I say -6m because, in the hotel where we stayed, it showed a mark on the wall where the water level actually is! And it was 6m high


----------



## czm3 (Dec 4, 2004)

Gregorious said:


> I say -6m because, in the hotel where we stayed, it showed a mark on the wall where the water level actually is! And it was 6m high



You probably caught it during high tide. Tides are quite extreme on the north sea.

My Highest

Mt. Kilimanjaro 5895 meters
Homestake Peak (colorado usa) about 3980 meters

Lowest
Death Valley California -86 meters (amazingly enough, when I was there, it was raining, something that only happens every couple of years!)
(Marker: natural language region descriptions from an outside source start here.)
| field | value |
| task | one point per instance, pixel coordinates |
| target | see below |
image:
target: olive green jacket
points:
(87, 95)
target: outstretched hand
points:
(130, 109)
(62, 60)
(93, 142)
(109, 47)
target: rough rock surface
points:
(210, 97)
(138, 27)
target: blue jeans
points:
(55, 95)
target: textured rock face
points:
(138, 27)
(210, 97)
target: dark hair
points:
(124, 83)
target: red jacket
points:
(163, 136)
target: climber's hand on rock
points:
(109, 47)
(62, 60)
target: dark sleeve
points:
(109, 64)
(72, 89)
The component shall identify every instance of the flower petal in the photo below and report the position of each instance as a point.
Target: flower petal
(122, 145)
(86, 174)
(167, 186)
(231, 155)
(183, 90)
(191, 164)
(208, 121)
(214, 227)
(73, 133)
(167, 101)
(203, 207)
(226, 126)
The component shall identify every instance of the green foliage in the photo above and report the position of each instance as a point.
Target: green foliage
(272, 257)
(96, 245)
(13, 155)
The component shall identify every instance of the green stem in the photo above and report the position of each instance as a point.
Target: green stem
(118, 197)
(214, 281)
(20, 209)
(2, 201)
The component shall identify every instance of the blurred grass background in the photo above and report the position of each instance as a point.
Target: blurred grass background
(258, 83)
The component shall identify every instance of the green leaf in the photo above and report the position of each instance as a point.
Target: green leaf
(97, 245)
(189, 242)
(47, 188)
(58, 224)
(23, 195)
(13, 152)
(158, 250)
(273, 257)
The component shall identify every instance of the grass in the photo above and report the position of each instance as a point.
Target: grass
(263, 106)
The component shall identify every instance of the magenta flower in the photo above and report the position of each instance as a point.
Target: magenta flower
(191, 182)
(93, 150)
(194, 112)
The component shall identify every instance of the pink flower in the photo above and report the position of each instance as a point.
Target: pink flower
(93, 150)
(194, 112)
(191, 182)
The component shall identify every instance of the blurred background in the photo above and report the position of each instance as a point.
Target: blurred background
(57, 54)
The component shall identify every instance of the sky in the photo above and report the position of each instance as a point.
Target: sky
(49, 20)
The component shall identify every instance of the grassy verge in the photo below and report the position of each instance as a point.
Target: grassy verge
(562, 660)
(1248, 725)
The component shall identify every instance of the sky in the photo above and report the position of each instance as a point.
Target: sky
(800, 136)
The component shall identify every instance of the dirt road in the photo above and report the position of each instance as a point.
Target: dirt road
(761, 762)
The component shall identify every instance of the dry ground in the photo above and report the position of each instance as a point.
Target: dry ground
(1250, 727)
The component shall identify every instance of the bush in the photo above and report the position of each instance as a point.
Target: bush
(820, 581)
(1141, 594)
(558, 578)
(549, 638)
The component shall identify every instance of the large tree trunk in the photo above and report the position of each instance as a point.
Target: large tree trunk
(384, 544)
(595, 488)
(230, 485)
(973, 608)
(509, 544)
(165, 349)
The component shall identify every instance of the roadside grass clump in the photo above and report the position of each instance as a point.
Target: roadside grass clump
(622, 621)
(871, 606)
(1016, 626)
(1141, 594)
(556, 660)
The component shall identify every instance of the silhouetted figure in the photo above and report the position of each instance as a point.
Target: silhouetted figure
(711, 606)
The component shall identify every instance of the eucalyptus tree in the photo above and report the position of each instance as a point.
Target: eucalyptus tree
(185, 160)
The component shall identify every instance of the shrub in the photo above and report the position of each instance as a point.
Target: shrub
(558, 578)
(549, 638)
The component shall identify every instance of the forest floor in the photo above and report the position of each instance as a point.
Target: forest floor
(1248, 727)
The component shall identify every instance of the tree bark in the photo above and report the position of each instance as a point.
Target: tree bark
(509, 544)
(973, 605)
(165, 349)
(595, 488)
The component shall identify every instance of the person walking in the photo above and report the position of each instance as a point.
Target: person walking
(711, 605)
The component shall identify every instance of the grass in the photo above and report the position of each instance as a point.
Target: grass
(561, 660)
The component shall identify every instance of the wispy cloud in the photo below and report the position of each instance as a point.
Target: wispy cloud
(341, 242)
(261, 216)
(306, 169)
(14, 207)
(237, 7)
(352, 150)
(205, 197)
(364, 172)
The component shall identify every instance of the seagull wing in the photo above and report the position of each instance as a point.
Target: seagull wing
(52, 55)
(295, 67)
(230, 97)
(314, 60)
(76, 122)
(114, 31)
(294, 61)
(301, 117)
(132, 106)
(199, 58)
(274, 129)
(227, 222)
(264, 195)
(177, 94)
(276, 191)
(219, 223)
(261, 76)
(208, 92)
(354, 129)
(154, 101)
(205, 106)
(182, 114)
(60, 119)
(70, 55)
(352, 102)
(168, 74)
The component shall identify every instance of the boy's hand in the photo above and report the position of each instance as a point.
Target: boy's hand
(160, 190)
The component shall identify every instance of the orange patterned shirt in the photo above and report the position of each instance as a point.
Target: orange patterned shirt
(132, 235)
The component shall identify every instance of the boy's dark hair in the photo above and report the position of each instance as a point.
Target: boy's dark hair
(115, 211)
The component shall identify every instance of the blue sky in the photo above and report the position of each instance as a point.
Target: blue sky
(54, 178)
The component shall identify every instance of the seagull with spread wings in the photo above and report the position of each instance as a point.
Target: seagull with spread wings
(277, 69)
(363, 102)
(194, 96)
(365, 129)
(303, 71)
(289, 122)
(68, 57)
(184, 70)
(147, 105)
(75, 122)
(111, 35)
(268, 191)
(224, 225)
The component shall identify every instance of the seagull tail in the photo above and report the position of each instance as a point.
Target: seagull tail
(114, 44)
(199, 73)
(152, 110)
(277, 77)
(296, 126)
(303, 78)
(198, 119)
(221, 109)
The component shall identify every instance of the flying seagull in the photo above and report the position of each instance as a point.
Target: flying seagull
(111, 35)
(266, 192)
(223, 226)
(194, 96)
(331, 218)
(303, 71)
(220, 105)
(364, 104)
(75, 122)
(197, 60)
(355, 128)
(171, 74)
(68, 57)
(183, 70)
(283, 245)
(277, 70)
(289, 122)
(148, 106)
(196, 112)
Wieliczka mine, near Krakow, Poland -327 meters??? I was here in 1998. Absolutely amazing place, however, the tunnels are over 300km long (Wiki) and the deepest depth is 327 meters. As a tourist, you dont go anywhere near that depth... :nuts: However, those 327 meters are below the surface, not sea level. Krakow has an elevation of 219 meters above sea level. Basically, if you toured this mine, you were above sea level the whole time.


----------



## bzzy (Jun 26, 2006)

Highest: Schwarze Schneide 3.340 m Sölden Austria
Highest road: Tioga pass Yosemite NP Californa 3,031 m

Lowest: probably somewhere in Death Valley, but we didn't visit the lowest part because we where there on a motorcycle and the rental company adviced us not to drive through Death Valley NP.


----------



## diz (Nov 1, 2005)

Highest = 30,000ft+, airplane
Lowest = 0?, beach


----------



## snupix (Apr 27, 2005)

Highest: 3883 m Klein Matterhorn (Zermatt) Switzerland
Lowest: -410 m Dead Sea


----------



## Fakroef (Mar 9, 2007)

Highest


----------



## Fakroef (Mar 9, 2007)

Highest: Licancabur 5100m in Chile
Lowest: -70, -90m Coal Mine in Brazil


----------